The makeCluster function creates a cluster of R engines to run code in parallel. In other words, calling makeCluster creates multiple instances of R. Passing the number 3 as input to this function means three separate instances of R will be created. If you’re running on Windows, you can see these instances by looking at running processes in the Task Manager.

After this cluster is created, we call parSapply, which works almost exactly like sapply, except that instead of looping over each element in the vector, sample_numbers, one at a time, it uses the cluster of R instances to test multiple numbers in the vector for primality simultaneously. As you’ll see a little bit later, this saves a nice chunk of time.

Once our operation is done, we close the cluster object using the stopCluster function. This is important to do each time you use the parallel package; otherwise you could end up with lots of R instances on your machine.

## How fast is running R code in parallel?

Alright, so let’s test how much time we can save by parallelizing our code.

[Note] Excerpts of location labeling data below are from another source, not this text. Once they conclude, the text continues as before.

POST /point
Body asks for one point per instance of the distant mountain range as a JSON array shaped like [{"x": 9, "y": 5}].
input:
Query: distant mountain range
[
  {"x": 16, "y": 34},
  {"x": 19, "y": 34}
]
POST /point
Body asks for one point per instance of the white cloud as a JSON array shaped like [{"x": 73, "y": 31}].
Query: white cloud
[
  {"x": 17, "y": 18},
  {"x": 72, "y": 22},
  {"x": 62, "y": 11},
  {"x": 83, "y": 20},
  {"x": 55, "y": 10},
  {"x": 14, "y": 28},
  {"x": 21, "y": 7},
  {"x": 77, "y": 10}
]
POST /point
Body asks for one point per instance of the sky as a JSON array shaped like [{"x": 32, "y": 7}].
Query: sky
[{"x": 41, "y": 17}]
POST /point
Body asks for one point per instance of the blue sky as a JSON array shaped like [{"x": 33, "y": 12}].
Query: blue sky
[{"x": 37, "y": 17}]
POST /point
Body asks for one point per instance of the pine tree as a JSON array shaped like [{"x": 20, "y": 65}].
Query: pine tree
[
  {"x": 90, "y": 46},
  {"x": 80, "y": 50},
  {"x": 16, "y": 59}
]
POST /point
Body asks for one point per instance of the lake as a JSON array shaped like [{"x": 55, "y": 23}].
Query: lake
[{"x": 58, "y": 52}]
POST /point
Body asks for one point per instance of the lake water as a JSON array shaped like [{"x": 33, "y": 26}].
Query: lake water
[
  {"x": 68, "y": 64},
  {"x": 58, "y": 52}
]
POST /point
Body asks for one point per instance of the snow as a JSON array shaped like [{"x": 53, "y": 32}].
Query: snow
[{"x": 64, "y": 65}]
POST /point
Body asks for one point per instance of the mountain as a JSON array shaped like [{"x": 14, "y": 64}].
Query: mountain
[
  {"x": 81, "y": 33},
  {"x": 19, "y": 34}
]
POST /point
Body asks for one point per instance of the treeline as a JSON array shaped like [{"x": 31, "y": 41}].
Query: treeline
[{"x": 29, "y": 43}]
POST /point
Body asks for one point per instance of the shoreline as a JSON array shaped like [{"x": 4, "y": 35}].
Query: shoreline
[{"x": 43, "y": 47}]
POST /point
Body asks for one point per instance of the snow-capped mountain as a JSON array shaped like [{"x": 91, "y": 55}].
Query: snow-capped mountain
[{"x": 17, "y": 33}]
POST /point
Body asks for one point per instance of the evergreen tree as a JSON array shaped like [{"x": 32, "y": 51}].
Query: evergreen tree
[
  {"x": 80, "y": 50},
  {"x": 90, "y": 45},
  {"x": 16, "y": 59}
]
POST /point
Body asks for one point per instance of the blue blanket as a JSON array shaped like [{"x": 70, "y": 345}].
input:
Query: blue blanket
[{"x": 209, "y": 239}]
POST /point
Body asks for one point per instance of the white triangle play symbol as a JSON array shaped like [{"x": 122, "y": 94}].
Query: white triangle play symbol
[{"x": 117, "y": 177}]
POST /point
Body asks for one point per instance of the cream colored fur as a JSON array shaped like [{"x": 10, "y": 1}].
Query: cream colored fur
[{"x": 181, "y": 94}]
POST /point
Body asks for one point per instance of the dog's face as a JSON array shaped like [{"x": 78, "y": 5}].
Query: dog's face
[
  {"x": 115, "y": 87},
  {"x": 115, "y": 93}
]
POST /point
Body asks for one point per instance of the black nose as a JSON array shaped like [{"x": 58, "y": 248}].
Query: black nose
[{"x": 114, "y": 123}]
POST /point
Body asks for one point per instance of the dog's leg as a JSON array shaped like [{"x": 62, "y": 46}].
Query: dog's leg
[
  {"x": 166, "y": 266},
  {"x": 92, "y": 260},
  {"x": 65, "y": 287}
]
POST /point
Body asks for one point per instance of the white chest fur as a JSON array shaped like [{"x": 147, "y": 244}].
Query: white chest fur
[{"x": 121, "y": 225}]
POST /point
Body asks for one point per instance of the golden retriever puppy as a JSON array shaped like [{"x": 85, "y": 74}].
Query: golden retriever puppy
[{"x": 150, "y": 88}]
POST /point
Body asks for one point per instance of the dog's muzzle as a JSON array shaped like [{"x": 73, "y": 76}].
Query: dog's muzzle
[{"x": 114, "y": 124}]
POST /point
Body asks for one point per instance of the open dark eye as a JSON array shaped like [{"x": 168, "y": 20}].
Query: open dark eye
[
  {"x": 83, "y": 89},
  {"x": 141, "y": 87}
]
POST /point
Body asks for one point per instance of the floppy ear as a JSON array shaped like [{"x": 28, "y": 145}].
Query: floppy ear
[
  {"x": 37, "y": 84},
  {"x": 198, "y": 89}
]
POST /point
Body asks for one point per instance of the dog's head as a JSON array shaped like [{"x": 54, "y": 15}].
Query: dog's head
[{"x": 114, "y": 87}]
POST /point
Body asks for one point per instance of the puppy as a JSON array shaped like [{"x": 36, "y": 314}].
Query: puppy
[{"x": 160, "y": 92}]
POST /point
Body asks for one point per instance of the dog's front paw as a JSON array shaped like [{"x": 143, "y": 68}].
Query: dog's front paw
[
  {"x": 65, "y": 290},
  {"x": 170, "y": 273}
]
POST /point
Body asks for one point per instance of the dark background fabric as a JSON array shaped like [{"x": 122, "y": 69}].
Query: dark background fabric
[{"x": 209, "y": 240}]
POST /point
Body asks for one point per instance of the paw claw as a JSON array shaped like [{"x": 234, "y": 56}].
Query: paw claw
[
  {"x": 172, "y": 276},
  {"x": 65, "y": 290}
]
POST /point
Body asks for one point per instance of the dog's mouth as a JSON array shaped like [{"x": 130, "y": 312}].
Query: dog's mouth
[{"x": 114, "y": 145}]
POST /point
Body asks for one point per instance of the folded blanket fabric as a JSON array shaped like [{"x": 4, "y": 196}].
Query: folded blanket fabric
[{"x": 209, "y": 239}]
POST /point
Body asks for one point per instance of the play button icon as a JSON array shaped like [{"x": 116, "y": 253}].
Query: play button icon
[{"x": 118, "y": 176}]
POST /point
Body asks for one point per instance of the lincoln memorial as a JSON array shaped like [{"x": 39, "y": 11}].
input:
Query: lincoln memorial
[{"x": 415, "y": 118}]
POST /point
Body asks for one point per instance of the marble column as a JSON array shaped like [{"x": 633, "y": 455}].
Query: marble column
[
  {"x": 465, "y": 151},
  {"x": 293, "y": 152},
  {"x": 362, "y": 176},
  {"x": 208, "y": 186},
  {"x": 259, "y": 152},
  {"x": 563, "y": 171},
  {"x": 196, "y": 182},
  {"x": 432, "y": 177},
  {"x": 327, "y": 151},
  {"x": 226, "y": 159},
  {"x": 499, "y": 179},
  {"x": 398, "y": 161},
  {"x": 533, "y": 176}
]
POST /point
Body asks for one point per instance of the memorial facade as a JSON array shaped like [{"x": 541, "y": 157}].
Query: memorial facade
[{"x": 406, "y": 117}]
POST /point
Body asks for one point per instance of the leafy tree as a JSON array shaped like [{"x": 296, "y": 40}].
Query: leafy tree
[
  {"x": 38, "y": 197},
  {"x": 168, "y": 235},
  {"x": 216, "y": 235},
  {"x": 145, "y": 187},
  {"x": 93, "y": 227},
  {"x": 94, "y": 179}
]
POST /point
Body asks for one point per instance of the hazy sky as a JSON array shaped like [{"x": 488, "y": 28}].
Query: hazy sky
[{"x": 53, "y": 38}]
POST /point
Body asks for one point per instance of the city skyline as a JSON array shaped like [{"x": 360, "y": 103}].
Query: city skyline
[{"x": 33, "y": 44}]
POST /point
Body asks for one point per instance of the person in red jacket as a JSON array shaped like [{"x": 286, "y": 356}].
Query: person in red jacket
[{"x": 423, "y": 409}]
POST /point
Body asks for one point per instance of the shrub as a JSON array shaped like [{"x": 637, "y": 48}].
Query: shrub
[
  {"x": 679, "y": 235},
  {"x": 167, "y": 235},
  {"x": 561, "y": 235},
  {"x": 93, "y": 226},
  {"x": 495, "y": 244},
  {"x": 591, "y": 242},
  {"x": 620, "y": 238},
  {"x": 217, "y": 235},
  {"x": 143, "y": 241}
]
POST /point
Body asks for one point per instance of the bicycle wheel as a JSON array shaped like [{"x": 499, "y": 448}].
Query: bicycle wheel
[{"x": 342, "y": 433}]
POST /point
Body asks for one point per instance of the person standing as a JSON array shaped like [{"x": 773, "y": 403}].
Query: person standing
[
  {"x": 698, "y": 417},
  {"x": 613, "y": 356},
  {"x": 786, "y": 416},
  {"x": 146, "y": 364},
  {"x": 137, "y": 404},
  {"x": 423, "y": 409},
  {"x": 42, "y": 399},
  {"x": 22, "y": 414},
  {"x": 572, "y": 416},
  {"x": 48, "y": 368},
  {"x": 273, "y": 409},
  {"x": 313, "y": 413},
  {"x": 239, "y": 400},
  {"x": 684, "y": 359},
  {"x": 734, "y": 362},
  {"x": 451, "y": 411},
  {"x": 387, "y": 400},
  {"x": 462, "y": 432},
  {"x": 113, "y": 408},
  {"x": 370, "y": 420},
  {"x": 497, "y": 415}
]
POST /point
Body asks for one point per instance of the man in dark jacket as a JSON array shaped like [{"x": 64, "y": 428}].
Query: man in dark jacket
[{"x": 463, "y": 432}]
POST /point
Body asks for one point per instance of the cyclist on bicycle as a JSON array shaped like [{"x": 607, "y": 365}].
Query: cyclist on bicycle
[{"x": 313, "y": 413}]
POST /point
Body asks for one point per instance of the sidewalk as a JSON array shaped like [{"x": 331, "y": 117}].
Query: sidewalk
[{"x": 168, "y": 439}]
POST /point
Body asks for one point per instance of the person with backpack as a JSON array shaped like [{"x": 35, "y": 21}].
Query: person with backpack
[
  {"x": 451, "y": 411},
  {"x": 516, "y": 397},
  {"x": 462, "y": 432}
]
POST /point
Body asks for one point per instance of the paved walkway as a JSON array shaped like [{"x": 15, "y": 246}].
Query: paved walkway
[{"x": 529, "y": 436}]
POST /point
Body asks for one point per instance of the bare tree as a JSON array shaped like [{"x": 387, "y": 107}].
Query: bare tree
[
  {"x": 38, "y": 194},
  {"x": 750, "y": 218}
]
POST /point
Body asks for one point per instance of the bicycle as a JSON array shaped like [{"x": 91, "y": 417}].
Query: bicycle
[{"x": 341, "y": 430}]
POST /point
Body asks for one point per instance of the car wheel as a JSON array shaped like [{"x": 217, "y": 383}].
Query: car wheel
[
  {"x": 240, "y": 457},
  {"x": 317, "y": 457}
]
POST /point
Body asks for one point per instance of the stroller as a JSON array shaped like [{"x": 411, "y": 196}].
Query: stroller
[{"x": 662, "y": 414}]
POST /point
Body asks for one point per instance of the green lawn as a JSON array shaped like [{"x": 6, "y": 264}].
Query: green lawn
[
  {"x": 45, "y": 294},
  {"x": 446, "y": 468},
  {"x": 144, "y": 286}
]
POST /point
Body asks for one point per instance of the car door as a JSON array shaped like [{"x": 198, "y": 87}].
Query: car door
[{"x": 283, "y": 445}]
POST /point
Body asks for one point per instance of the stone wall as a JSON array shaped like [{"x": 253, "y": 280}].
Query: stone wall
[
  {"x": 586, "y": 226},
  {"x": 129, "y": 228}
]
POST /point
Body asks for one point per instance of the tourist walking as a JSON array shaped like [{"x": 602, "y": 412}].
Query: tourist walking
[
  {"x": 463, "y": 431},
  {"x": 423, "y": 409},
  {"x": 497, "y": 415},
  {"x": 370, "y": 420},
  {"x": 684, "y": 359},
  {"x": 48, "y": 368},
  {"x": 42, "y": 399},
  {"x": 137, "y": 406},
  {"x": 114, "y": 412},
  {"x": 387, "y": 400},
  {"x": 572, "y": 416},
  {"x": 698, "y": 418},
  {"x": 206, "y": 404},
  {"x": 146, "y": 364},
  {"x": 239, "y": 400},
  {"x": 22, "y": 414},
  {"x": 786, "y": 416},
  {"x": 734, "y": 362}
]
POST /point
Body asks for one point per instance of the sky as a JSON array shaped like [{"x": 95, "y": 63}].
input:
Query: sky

We’ll start by running the same is_prime function above on the same list of 1 million integers using regular sapply — so no parallelization. We will time the operational execution by using R’s builtin function, proc.time, before and after we run sapply; this gives us a time stamp at the start of the code run and at the end, so we can subtract these to see how much time it took for our code to run.

start <- proc.time()
results <- sapply(sample_numbers , is_prime)
end <- proc.time()

print(end - start) # 125.34



So the code takes 125.34 seconds to run.

start <- proc.time()
cl <- makeCluster(2)
results <- parSapply(cl , sample_numbers , is_prime)
stopCluster(cl)

end <- proc.time()

print(end - start) # 70.01



As you can see, using just two cores has lessened the amount of run time down to 70.01 seconds! What if we use three cores, like in our initial example?

start <- proc.time()
cl <- makeCluster(3)
results <- parSapply(cl , sample_numbers , is_prime)
stopCluster(cl)

end <- proc.time()

print(end - start) # 47.81



Using three cores runs our process in 47.81 seconds, which is much faster than using regular sapply. The exact amount of time you’ll save using parallelization will vary depending upon what operations you’re performing, and on the processor speed of the machine you’re working on, but in general, parallelization can definitely increase efficiency in your code. Creating a cluster of R processes, as well as merging together results from those instances, does take some amount of time. This means that parallelizing code over a small list or vector may not be worth it if the computation involved is not very intensive. However, in the case above of involving a larger vector of numbers, parallelization helps immensely.

## How many parallelized instances should we use?

Above, we tested using 2 and 3 cores, respectively. But why not some other amount? The number of cores we should use is related to the number of cores on your machine. A good rule of thumb is to generally not exceed this number. There are exceptions, but often, creating more processes than cores will end up slowing down a computation, rather than increasing the speed. This has to do with how an operating system handles multiprocessing. For a more detailed explanation, see this link.

To figure out how many cores your machine has, you can run the detectCores function from the parallel package:

detectCores()



You may also want to balance the number of cores you use with other computations or applications you have running on your machine simultaneously.